The court’s ruling added to the state of limbo in Dagestan, as President Aliev is known to support Kaziahmedov, Derbent’s de facto mayor. The elections in the city that took place in October 2009 were so manifestly rigged and voters there so agitated that they riveted the attention of the Russian president and press, resulting in the elections’ results being overturned in December. The scandalous elections may have added to Moscow’s dissatisfaction with President Aliev’s conduct and the impression he was losing control over the republic.

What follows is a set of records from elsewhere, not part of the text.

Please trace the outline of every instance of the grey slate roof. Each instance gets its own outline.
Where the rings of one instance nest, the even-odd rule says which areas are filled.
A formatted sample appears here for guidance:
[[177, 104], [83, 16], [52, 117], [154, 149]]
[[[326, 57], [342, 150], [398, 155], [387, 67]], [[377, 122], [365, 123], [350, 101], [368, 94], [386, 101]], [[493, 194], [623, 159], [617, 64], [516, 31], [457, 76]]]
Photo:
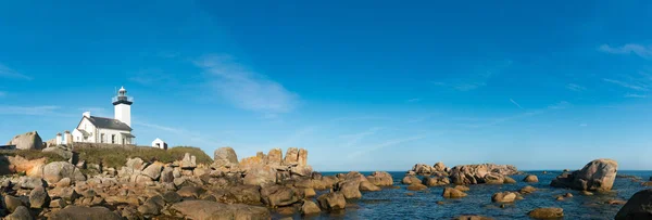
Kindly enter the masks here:
[[120, 121], [117, 119], [90, 116], [88, 118], [88, 120], [97, 128], [113, 129], [113, 130], [121, 130], [121, 131], [131, 131], [131, 127], [127, 126], [127, 124], [124, 124], [123, 121]]

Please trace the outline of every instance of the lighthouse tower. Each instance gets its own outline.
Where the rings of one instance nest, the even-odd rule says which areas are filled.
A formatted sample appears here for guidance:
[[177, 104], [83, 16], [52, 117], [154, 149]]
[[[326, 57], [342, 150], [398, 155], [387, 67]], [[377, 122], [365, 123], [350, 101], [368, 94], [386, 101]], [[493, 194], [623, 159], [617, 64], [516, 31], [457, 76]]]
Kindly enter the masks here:
[[131, 127], [131, 104], [134, 104], [134, 99], [127, 96], [127, 90], [124, 87], [120, 88], [117, 96], [113, 98], [114, 118], [129, 127]]

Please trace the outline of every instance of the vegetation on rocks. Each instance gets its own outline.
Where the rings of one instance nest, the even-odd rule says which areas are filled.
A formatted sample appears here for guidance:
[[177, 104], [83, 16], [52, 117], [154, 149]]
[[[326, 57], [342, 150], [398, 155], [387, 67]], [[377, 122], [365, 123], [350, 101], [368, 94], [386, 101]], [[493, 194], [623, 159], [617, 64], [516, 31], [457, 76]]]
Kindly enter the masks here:
[[213, 159], [203, 151], [192, 146], [175, 146], [167, 151], [150, 146], [123, 147], [120, 151], [105, 147], [75, 147], [79, 154], [79, 160], [89, 164], [102, 164], [104, 167], [121, 167], [127, 158], [141, 158], [143, 160], [161, 163], [173, 163], [184, 158], [186, 153], [197, 157], [199, 164], [212, 164]]
[[[58, 154], [43, 152], [40, 150], [0, 150], [0, 156], [22, 156], [29, 160], [45, 157], [48, 158], [46, 160], [47, 163], [65, 160], [65, 158]], [[2, 161], [0, 160], [0, 163]]]

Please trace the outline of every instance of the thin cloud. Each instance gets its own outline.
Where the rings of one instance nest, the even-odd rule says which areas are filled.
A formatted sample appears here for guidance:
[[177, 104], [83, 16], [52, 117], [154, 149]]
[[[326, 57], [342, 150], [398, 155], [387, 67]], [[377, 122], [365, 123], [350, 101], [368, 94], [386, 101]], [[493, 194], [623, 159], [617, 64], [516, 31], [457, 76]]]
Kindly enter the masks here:
[[624, 81], [619, 81], [619, 80], [615, 80], [615, 79], [607, 79], [607, 78], [603, 78], [602, 80], [610, 82], [610, 83], [618, 85], [620, 87], [632, 89], [632, 90], [648, 91], [648, 88], [645, 86], [638, 86], [638, 85], [632, 85], [632, 83], [628, 83], [628, 82], [624, 82]]
[[582, 87], [582, 86], [579, 86], [579, 85], [576, 85], [576, 83], [568, 83], [568, 85], [566, 85], [566, 89], [569, 89], [569, 90], [573, 90], [573, 91], [576, 91], [576, 92], [584, 92], [584, 91], [587, 90], [586, 87]]
[[627, 94], [625, 94], [625, 98], [639, 98], [639, 99], [645, 99], [645, 98], [648, 98], [648, 95], [644, 95], [644, 94], [632, 94], [632, 93], [627, 93]]
[[453, 88], [459, 91], [471, 91], [471, 90], [475, 90], [475, 89], [484, 87], [484, 86], [487, 86], [487, 83], [486, 82], [469, 82], [469, 83], [456, 85], [456, 86], [453, 86]]
[[[434, 86], [451, 88], [457, 91], [472, 91], [487, 86], [489, 78], [499, 75], [509, 68], [514, 62], [511, 60], [500, 61], [490, 65], [478, 67], [480, 73], [476, 72], [455, 79], [453, 82], [430, 81]], [[476, 69], [477, 70], [477, 69]]]
[[360, 150], [358, 152], [353, 152], [353, 153], [349, 154], [349, 158], [355, 158], [355, 157], [359, 157], [361, 155], [365, 155], [365, 154], [368, 154], [371, 152], [378, 151], [380, 148], [385, 148], [385, 147], [388, 147], [388, 146], [393, 146], [393, 145], [405, 143], [405, 142], [412, 142], [412, 141], [422, 140], [422, 139], [425, 139], [426, 137], [427, 137], [426, 134], [421, 134], [421, 135], [413, 135], [413, 137], [408, 137], [408, 138], [402, 138], [402, 139], [388, 140], [388, 141], [385, 141], [385, 142], [379, 143], [377, 145], [365, 147], [365, 148], [362, 148], [362, 150]]
[[516, 107], [524, 109], [516, 101], [510, 99], [510, 102], [512, 102], [512, 104], [516, 105]]
[[60, 115], [55, 111], [61, 109], [60, 106], [43, 105], [43, 106], [2, 106], [0, 114], [2, 115]]
[[636, 54], [643, 59], [652, 59], [652, 47], [644, 47], [637, 43], [627, 43], [622, 47], [611, 47], [602, 44], [598, 48], [599, 51], [611, 54]]
[[362, 141], [364, 138], [373, 135], [383, 129], [385, 129], [385, 128], [374, 127], [374, 128], [369, 128], [368, 130], [366, 130], [364, 132], [340, 135], [340, 138], [348, 140], [344, 144], [342, 144], [342, 146], [347, 146], [347, 147], [354, 146], [358, 143], [360, 143], [360, 141]]
[[261, 113], [292, 111], [299, 95], [228, 55], [208, 55], [195, 62], [208, 74], [209, 85], [235, 106]]
[[150, 124], [150, 122], [145, 122], [145, 121], [140, 121], [140, 120], [135, 120], [134, 125], [135, 126], [150, 128], [150, 129], [156, 129], [156, 130], [166, 131], [166, 132], [176, 134], [177, 137], [180, 137], [180, 138], [184, 138], [184, 139], [190, 140], [190, 141], [199, 142], [199, 143], [202, 143], [202, 144], [206, 144], [206, 145], [213, 145], [213, 144], [217, 143], [217, 142], [215, 142], [215, 141], [213, 141], [211, 139], [202, 137], [198, 132], [188, 131], [188, 130], [185, 130], [185, 129], [180, 129], [178, 127], [174, 127], [173, 128], [173, 127], [168, 127], [168, 126]]
[[21, 73], [16, 72], [14, 69], [11, 69], [2, 64], [0, 64], [0, 77], [10, 78], [10, 79], [32, 80], [32, 77], [21, 74]]
[[108, 116], [106, 108], [103, 107], [79, 107], [82, 112], [90, 112], [91, 115]]

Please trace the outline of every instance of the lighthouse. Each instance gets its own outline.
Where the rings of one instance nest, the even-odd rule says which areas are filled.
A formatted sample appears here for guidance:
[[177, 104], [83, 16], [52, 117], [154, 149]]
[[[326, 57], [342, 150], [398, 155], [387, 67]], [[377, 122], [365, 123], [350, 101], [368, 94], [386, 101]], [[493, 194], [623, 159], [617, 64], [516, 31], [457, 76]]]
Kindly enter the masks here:
[[117, 91], [117, 96], [113, 98], [115, 112], [113, 118], [131, 127], [131, 104], [134, 104], [134, 99], [127, 96], [127, 90], [124, 87], [121, 87]]

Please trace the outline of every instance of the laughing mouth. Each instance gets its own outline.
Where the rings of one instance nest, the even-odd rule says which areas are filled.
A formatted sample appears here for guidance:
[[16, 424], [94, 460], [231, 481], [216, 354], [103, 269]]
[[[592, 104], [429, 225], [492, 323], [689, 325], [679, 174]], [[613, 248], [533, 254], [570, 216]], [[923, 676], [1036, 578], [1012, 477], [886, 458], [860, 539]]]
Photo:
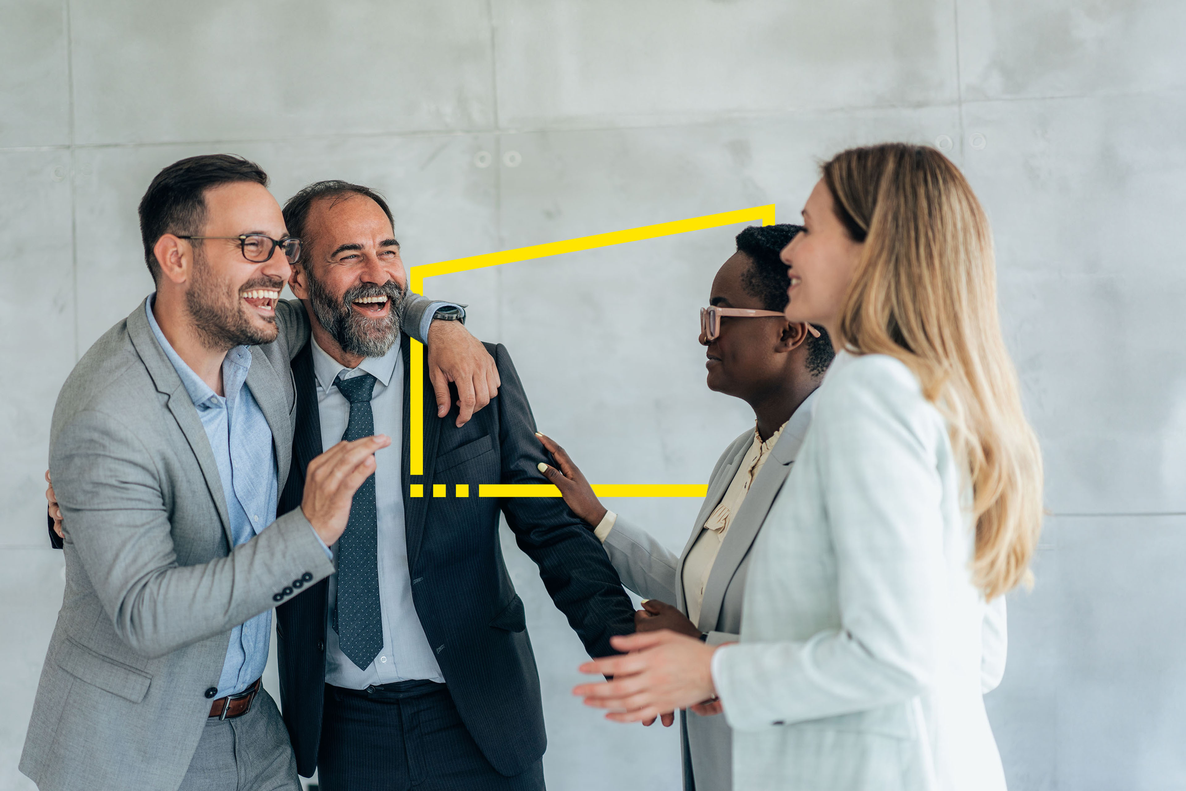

Meanwhile, the ongoing problem of extra-judicial reprisals by law enforcement agents against suspected Islamic insurgents took an unexpected turn. On January 22, the police in Makhachkala tried to arrest Rumil Begeyev, a 27-year-old Salafi Muslim and Derbent resident who the police had registered as a suspicious character. Police say that after Begeyev was apprehended, he managed to kill a policeman and escaped from their car. However, the witnesses told the Dagestani paper Chernovik that Begeyev was crying out for help when four armed men in plain clothes suddenly approached, beat him with a handgun and dragged him into their car. While the police tried to take him away, their car collided with two other cars and Begeyev escaped from the police as one policeman accidentally shot another colleague. The escapee’s relatives are now trying to secure a just hearing on his case and make him surrender under certain guarantees from the authorities (Chernovik, January 29).
“Economic problems are not the most pressing issues for Dagestan, but rather the death squads [of the security services], that kidnap and shoot young people without investigating and trying them in the court,” said Adallo Aliev, a well known Avar poet and an outspoken critic of the Dagestani authorities, in a recent interview (Novoe Delo, January 29).
For the next president of Dagestan, dealing with the issue of transparency in the police force will be one of many problems to reckon with in this complex North Caucasian republic.